人種差別についての考え方の根底が日本と欧米では違うので、議論をしてもどちらが正しいかという結論が出てきません。欧米の国民の多くは、キリスト教の考え方から人種差別が絶対に間違っているとは思っていませんでした。

日本と議論しても無意味なので、欧米諸国は日本を仲間はずれにして、距離を置こうとしはじめました。日本としても提案が拒否されたことによって具体的な国益が害されたわけではないので、徹底的に争うわけにも行きませんでした。

結局、日本がパリ講和会議に人種差別撤廃案を出したことによって欧米列強は、「日本が自分たちの仲間でなく、特殊なめんどくさい国である」と改めて認識しました。そしてこれ以後、アメリカ・イギリス・フランス・オランダなどアジアに植民地を持っている欧米列強の日本敵視政策が露骨になっていきました。また日本国内でも、欧米列強に対する敵愾心が高まりました。

昭和天皇がいみじくも、「国際会議で人種差別撤廃案を提案したことが大東亜戦争の原因だ」と述べられた通りなのです。

戦後の日本では、「日本は大東亜戦争に負けたが、日本が戦争したおかげでアジア諸国は独立することができた」とよく言われます。たしかにその通りなのですが、この戦争で日本全土が焦土となり、300万人以上の日本人が亡くなりました。他国を独立させるということが、このような大きな犠牲と引き合うほど日本にとって価値のあることだったのでしょうか。

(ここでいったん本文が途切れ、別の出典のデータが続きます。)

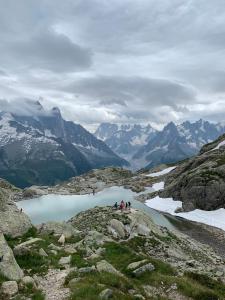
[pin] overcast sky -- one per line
(131, 61)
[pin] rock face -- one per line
(12, 221)
(200, 182)
(9, 288)
(8, 265)
(58, 228)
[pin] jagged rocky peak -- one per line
(38, 146)
(177, 142)
(125, 139)
(200, 181)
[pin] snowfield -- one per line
(215, 218)
(163, 172)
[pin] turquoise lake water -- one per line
(55, 207)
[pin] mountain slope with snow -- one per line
(44, 149)
(125, 140)
(177, 142)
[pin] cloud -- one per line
(130, 90)
(128, 61)
(49, 51)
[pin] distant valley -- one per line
(146, 147)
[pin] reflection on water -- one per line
(62, 207)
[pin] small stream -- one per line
(54, 207)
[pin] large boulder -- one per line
(200, 181)
(9, 289)
(13, 222)
(117, 228)
(8, 265)
(58, 228)
(104, 266)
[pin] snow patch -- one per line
(163, 172)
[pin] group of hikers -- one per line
(123, 205)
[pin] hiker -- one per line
(115, 206)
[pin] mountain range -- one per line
(42, 148)
(145, 147)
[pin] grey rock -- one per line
(54, 247)
(87, 269)
(116, 228)
(149, 267)
(136, 264)
(13, 222)
(104, 266)
(139, 296)
(9, 288)
(42, 252)
(106, 294)
(28, 280)
(65, 260)
(72, 283)
(94, 238)
(58, 228)
(8, 266)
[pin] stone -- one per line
(100, 251)
(149, 267)
(116, 228)
(70, 249)
(219, 273)
(106, 294)
(72, 283)
(9, 288)
(62, 240)
(87, 269)
(139, 296)
(95, 238)
(23, 247)
(104, 266)
(8, 265)
(20, 251)
(136, 264)
(58, 228)
(54, 247)
(42, 252)
(65, 260)
(28, 280)
(13, 222)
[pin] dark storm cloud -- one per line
(131, 90)
(119, 60)
(46, 50)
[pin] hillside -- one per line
(109, 255)
(42, 148)
(200, 182)
(176, 142)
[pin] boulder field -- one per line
(108, 254)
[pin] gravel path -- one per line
(52, 285)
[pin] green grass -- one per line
(119, 255)
(12, 242)
(92, 284)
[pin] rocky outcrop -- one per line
(200, 181)
(58, 228)
(13, 222)
(8, 265)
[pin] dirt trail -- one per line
(52, 285)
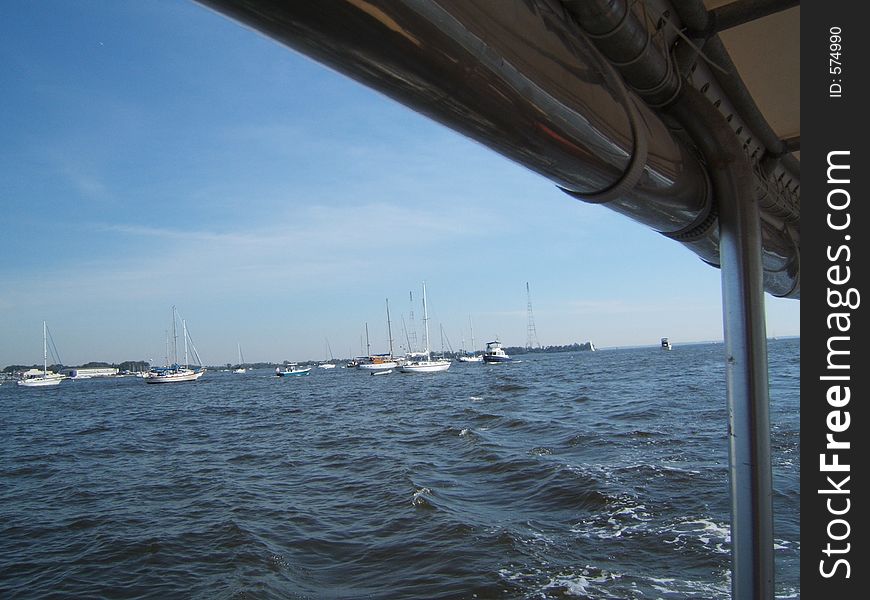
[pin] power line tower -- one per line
(531, 333)
(411, 333)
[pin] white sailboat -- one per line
(328, 364)
(420, 364)
(176, 373)
(45, 378)
(241, 368)
(471, 356)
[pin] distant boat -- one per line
(380, 362)
(241, 368)
(470, 356)
(327, 364)
(292, 369)
(421, 364)
(494, 353)
(34, 378)
(176, 373)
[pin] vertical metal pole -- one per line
(747, 389)
(750, 473)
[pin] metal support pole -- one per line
(745, 347)
(747, 389)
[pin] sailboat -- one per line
(471, 356)
(379, 363)
(176, 373)
(418, 364)
(241, 368)
(32, 379)
(328, 364)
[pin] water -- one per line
(587, 475)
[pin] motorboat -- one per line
(494, 353)
(292, 369)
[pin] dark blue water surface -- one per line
(588, 475)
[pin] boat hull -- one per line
(374, 367)
(174, 376)
(425, 367)
(299, 373)
(40, 381)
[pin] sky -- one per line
(157, 154)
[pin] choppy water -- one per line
(592, 475)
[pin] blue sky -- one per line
(158, 154)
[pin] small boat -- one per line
(327, 364)
(424, 363)
(470, 358)
(378, 362)
(34, 378)
(173, 374)
(292, 369)
(494, 353)
(176, 373)
(241, 368)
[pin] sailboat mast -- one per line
(426, 322)
(44, 351)
(184, 328)
(389, 328)
(174, 338)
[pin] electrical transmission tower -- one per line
(532, 334)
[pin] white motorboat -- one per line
(494, 353)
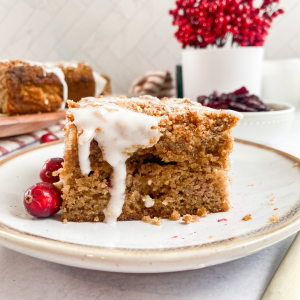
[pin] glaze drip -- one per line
(119, 133)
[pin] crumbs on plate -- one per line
(155, 220)
(272, 201)
(187, 219)
(247, 218)
(201, 212)
(175, 216)
(274, 218)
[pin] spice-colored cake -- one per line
(30, 87)
(130, 158)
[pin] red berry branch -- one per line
(211, 22)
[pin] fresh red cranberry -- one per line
(51, 165)
(48, 137)
(42, 200)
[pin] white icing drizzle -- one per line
(119, 132)
(149, 202)
(100, 83)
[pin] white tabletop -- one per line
(25, 277)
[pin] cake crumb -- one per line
(274, 218)
(148, 201)
(190, 219)
(146, 219)
(187, 219)
(201, 212)
(156, 221)
(175, 216)
(247, 218)
(272, 201)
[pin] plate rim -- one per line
(40, 246)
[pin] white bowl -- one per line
(265, 127)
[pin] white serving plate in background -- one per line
(259, 173)
(264, 127)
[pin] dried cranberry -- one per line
(241, 107)
(241, 91)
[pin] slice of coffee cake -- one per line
(130, 158)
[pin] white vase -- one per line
(221, 70)
(281, 80)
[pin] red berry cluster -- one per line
(211, 22)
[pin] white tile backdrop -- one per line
(122, 38)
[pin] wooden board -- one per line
(15, 125)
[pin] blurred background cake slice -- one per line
(32, 87)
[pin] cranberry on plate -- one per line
(42, 200)
(48, 137)
(51, 165)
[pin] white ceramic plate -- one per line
(259, 174)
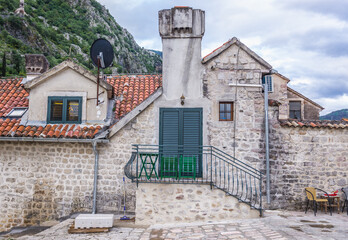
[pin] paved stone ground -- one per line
(275, 225)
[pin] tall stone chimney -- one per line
(35, 65)
(182, 29)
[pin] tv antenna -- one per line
(102, 56)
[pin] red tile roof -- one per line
(12, 94)
(216, 49)
(13, 128)
(131, 90)
(315, 124)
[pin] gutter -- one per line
(245, 85)
(51, 140)
(96, 165)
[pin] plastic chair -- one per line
(312, 196)
(345, 203)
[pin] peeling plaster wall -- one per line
(306, 157)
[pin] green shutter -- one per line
(181, 126)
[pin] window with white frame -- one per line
(295, 110)
(268, 78)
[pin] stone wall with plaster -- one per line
(242, 136)
(170, 203)
(306, 157)
(46, 181)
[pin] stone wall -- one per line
(306, 157)
(45, 181)
(170, 203)
(240, 138)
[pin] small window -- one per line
(226, 111)
(17, 112)
(64, 109)
(295, 110)
(269, 82)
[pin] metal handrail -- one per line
(192, 164)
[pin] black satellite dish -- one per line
(102, 56)
(101, 53)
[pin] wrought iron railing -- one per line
(196, 165)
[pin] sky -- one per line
(306, 41)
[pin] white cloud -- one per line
(303, 40)
(333, 104)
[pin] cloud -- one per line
(307, 41)
(333, 104)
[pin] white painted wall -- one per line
(67, 83)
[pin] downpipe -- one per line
(96, 165)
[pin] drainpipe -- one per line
(267, 143)
(96, 159)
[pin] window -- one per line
(17, 112)
(269, 82)
(295, 110)
(64, 109)
(226, 111)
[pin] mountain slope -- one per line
(63, 29)
(336, 115)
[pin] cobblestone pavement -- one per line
(275, 225)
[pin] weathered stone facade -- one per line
(306, 157)
(45, 181)
(169, 203)
(241, 137)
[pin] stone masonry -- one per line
(170, 203)
(306, 157)
(240, 138)
(45, 181)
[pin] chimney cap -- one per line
(36, 63)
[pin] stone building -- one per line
(192, 145)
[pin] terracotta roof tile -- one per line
(132, 90)
(335, 124)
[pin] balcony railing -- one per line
(196, 165)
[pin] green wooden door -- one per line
(181, 141)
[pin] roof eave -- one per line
(304, 97)
(66, 64)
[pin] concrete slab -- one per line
(94, 221)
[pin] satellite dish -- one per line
(101, 53)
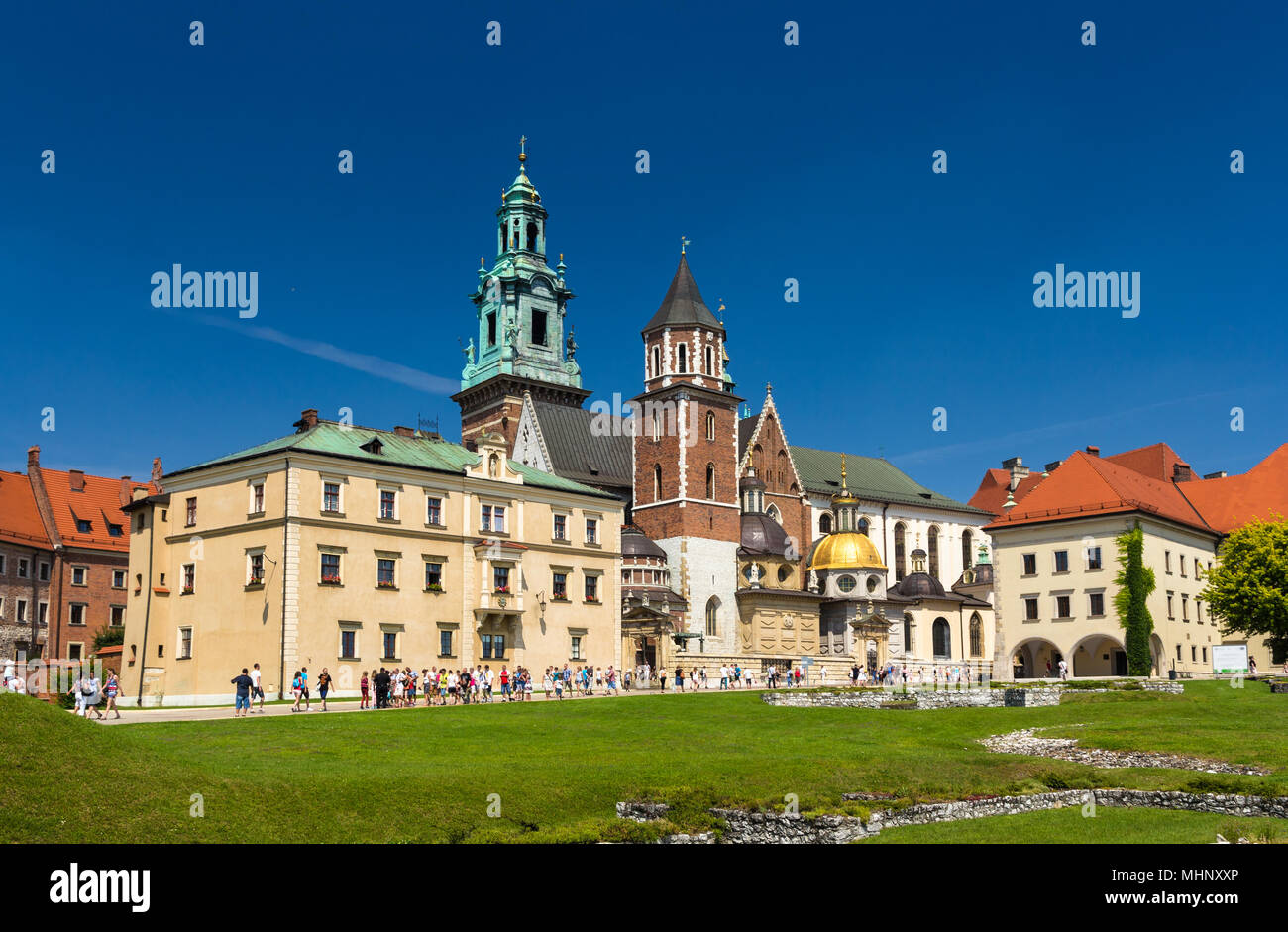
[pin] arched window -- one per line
(900, 553)
(943, 640)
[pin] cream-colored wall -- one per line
(236, 626)
(1098, 636)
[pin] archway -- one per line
(1029, 660)
(1099, 656)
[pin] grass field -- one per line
(425, 776)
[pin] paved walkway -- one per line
(133, 716)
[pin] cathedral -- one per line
(738, 546)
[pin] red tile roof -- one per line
(1089, 484)
(1155, 461)
(20, 520)
(991, 494)
(1233, 501)
(99, 503)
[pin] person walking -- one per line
(241, 698)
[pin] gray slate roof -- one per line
(683, 304)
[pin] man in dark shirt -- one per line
(241, 707)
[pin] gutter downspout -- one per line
(286, 523)
(147, 605)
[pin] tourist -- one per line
(323, 686)
(110, 689)
(257, 687)
(241, 699)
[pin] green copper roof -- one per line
(867, 477)
(413, 452)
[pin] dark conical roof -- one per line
(683, 303)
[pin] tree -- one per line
(1134, 584)
(1248, 587)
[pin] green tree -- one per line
(1134, 584)
(1248, 587)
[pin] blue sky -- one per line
(809, 162)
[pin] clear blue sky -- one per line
(811, 162)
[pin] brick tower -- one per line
(519, 304)
(687, 459)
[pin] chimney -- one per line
(1019, 471)
(308, 420)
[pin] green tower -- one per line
(519, 304)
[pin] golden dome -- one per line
(846, 550)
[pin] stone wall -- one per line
(777, 828)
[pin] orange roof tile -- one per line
(99, 503)
(1089, 484)
(1233, 501)
(20, 520)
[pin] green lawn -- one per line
(425, 776)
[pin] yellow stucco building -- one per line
(353, 549)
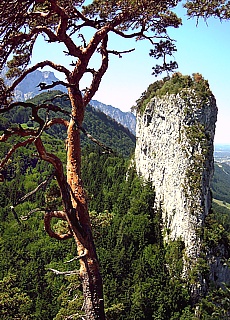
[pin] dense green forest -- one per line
(141, 274)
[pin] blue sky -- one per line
(204, 48)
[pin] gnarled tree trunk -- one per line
(89, 267)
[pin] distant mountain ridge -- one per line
(28, 89)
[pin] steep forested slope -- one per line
(100, 126)
(141, 273)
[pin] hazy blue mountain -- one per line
(127, 119)
(28, 89)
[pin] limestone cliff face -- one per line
(174, 150)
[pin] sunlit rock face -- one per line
(174, 150)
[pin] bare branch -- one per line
(47, 221)
(64, 273)
(97, 76)
(57, 121)
(84, 254)
(14, 148)
(42, 64)
(26, 217)
(64, 95)
(43, 184)
(45, 86)
(119, 53)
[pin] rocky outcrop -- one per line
(127, 119)
(174, 150)
(28, 89)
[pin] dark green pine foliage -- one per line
(96, 123)
(141, 274)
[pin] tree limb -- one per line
(42, 64)
(64, 273)
(43, 184)
(14, 148)
(47, 221)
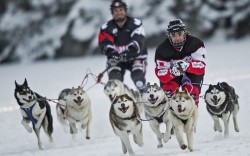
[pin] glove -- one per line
(109, 49)
(133, 47)
(175, 71)
(184, 65)
(113, 59)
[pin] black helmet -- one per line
(117, 4)
(175, 26)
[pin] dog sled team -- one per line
(180, 67)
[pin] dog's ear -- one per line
(210, 86)
(148, 84)
(17, 85)
(25, 82)
(177, 91)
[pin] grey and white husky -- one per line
(115, 87)
(222, 101)
(184, 115)
(123, 117)
(74, 106)
(156, 109)
(35, 109)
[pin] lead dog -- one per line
(115, 87)
(123, 117)
(222, 101)
(156, 109)
(184, 116)
(74, 106)
(35, 109)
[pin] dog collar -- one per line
(28, 111)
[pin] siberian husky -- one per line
(222, 101)
(156, 109)
(115, 87)
(184, 115)
(123, 117)
(74, 107)
(35, 109)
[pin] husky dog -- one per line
(156, 109)
(222, 101)
(123, 117)
(35, 109)
(74, 106)
(114, 88)
(184, 115)
(117, 87)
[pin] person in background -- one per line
(122, 40)
(180, 56)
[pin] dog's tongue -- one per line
(78, 102)
(152, 101)
(124, 109)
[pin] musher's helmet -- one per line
(117, 4)
(176, 26)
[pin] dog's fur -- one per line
(35, 109)
(123, 117)
(115, 87)
(222, 101)
(156, 109)
(184, 115)
(74, 106)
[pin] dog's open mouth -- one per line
(215, 101)
(181, 110)
(29, 100)
(123, 109)
(78, 101)
(112, 97)
(153, 100)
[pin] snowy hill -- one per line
(226, 62)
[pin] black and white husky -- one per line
(115, 88)
(222, 101)
(35, 109)
(156, 109)
(74, 107)
(184, 115)
(123, 117)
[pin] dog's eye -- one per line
(23, 92)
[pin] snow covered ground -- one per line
(227, 61)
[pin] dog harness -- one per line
(182, 120)
(28, 111)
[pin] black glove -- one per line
(113, 58)
(133, 47)
(129, 55)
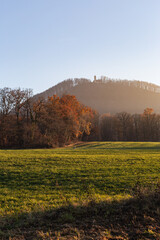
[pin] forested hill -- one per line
(109, 95)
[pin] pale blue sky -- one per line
(43, 42)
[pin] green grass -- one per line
(48, 178)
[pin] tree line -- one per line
(58, 121)
(130, 127)
(43, 123)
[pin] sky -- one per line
(43, 42)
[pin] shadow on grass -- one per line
(135, 218)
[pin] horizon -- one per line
(45, 43)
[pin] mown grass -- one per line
(45, 179)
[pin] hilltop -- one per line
(109, 95)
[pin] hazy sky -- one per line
(43, 42)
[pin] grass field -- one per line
(46, 179)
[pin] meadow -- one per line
(40, 180)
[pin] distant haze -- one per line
(109, 95)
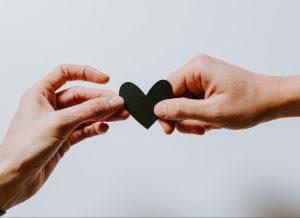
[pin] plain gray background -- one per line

また、アジア諸国は独立後、人間を差別しない国を作ったでしょうか。
支那人は自分たちだけを文明人と考え、周辺民族を野蛮人と蔑んできました。インドにはカースト制度というものすごい人間を差別する制度があります。朝鮮人社会における、両班という貴族階級と庶民の間の差別も相当深刻です。「人類みな兄弟」と思っている日本人のほうが、世界的に見れば特殊なのです。

日本人は、自分たちの人種や民族に対する考えが特殊であるということに気がつかず、アジアの諸民族の間の差別構造には注目せず、欧米人の人種差別のみを深く考えずに指摘してしまったのです。